In the first few years of the twenty-first century, there were genuine fears that the mainstream games industry was becoming a victim of its own success, crushed under the weight of escalating budgets and consumer expectations, with profit margins actually shrinking and publishers becoming increasingly risk-averse. The price of a major game failing after a year or more of development and the expenditure of a seven- or eight-digit sum could easily be bankruptcy. As the CEO of one of Britain’s largest independent games developers explained to me, ‘the costs of making a big game have escalated faster than sales in the shops. Sales go up 15 per cent a year, but creation goes up 25 per cent. That means it is very difficult now to make a game that sells enough to be profitable.’ Gaming was at once an over-invested, dazzling and yet strangely constricted world.

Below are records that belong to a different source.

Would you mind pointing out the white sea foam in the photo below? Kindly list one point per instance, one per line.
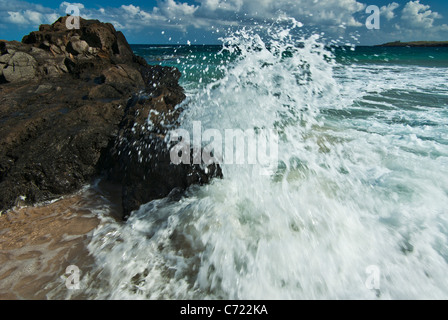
(352, 191)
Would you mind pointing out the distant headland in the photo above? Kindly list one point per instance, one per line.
(415, 44)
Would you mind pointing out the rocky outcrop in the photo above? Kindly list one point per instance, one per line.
(75, 105)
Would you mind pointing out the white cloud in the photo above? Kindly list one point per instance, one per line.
(419, 16)
(388, 11)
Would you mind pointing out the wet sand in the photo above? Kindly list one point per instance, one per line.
(38, 243)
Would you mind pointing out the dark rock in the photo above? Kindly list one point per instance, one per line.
(75, 105)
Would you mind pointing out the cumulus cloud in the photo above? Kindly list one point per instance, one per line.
(418, 15)
(388, 11)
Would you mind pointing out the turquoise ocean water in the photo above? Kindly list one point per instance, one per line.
(356, 209)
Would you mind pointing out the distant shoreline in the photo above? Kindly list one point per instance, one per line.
(415, 44)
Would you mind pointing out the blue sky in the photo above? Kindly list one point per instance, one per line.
(204, 21)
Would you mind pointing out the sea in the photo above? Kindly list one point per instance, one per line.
(356, 207)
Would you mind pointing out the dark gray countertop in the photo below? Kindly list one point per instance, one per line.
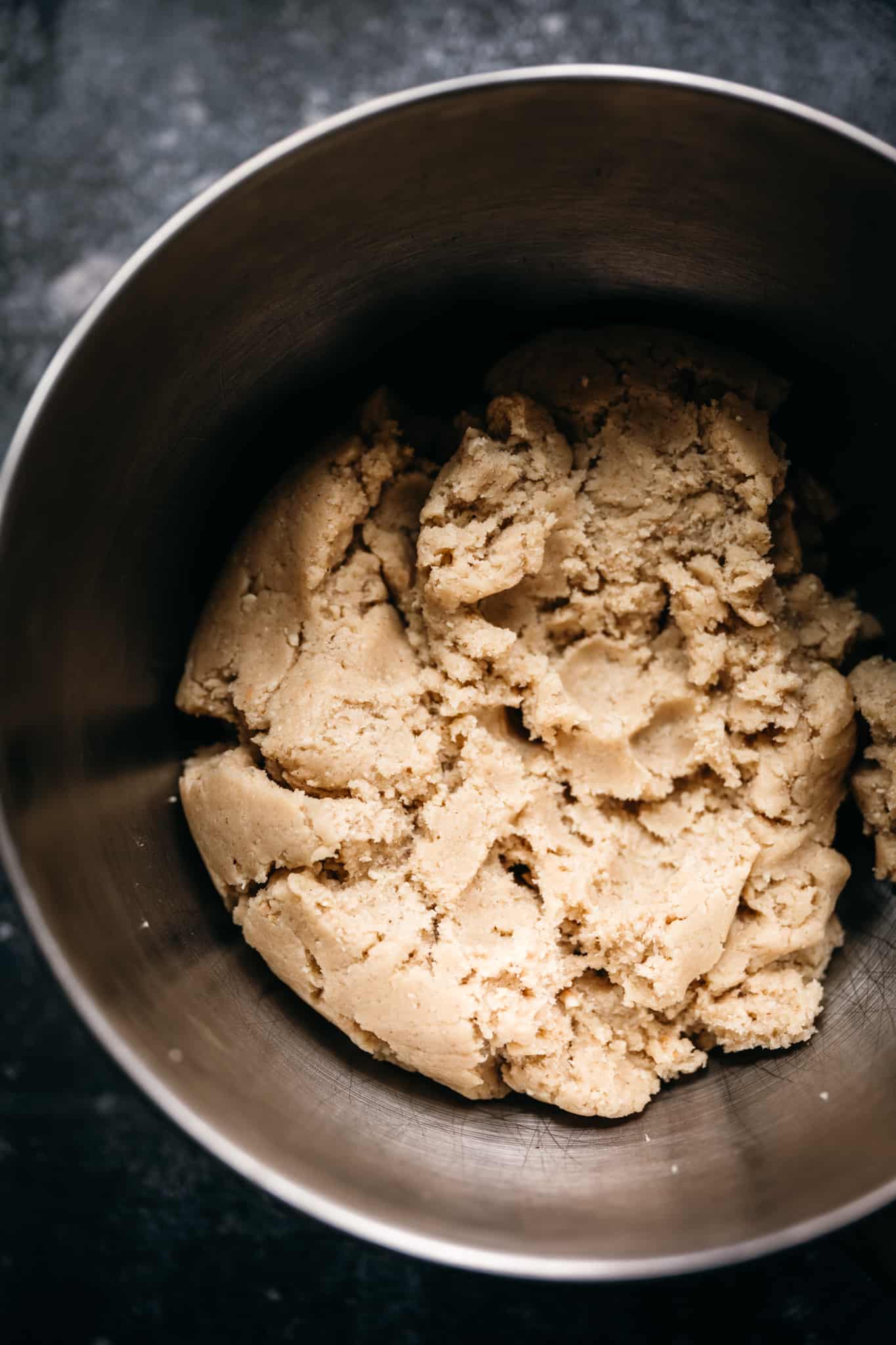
(114, 1227)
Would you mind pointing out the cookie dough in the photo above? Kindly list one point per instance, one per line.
(874, 685)
(538, 753)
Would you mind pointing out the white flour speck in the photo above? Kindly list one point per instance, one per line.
(75, 287)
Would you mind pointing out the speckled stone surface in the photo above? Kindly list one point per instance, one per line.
(113, 1225)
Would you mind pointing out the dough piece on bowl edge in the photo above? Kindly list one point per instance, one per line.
(536, 758)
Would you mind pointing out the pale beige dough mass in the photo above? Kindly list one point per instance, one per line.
(540, 751)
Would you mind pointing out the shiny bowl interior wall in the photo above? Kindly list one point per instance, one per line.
(419, 238)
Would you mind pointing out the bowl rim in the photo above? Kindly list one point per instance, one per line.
(303, 1196)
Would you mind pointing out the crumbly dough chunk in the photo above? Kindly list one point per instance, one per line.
(874, 685)
(540, 753)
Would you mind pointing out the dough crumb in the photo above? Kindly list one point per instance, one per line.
(874, 684)
(536, 755)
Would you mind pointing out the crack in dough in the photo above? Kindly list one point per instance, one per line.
(542, 752)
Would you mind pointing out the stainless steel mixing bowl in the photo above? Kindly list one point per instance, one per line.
(421, 234)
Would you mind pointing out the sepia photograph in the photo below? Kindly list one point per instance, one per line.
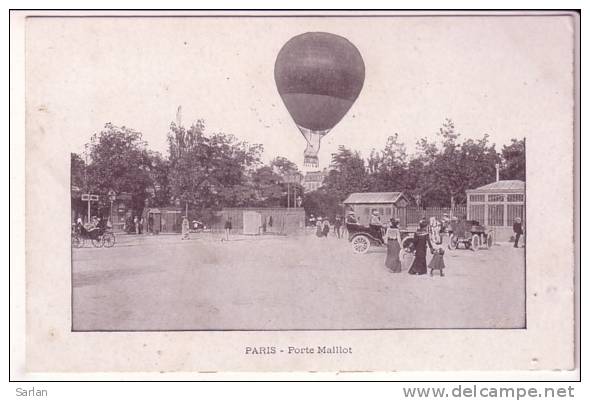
(296, 174)
(202, 197)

Digital distribution has since begun to transform this situation, opening the floodgates to smaller and more innovative projects by allowing games to be sold directly to their audience online rather than through the expensive, marketing-intensive and extremely limiting arena of retail outlets. Despite games’ numerous natural advantages as media in a digital era, however, it’s far from the case that companies across the industry have simply breathed a collective sigh of relief and begun to make a fortune online. For a start, although their products may be digitally robust in comparison to print or music, the business model of most major publishers still relies on the most conventional of twentieth-century tactics: selling boxed products out of shops, backed up with multi-million-dollar advertising campaigns and quasi-monopolistic distribution networks. Now that even minor competitors are able to sell directly to consumers online, many of the biggest games publishers around are facing the paradoxical situation of a hugely successful industry within which their own financial exposure and levels of risk are higher than ever.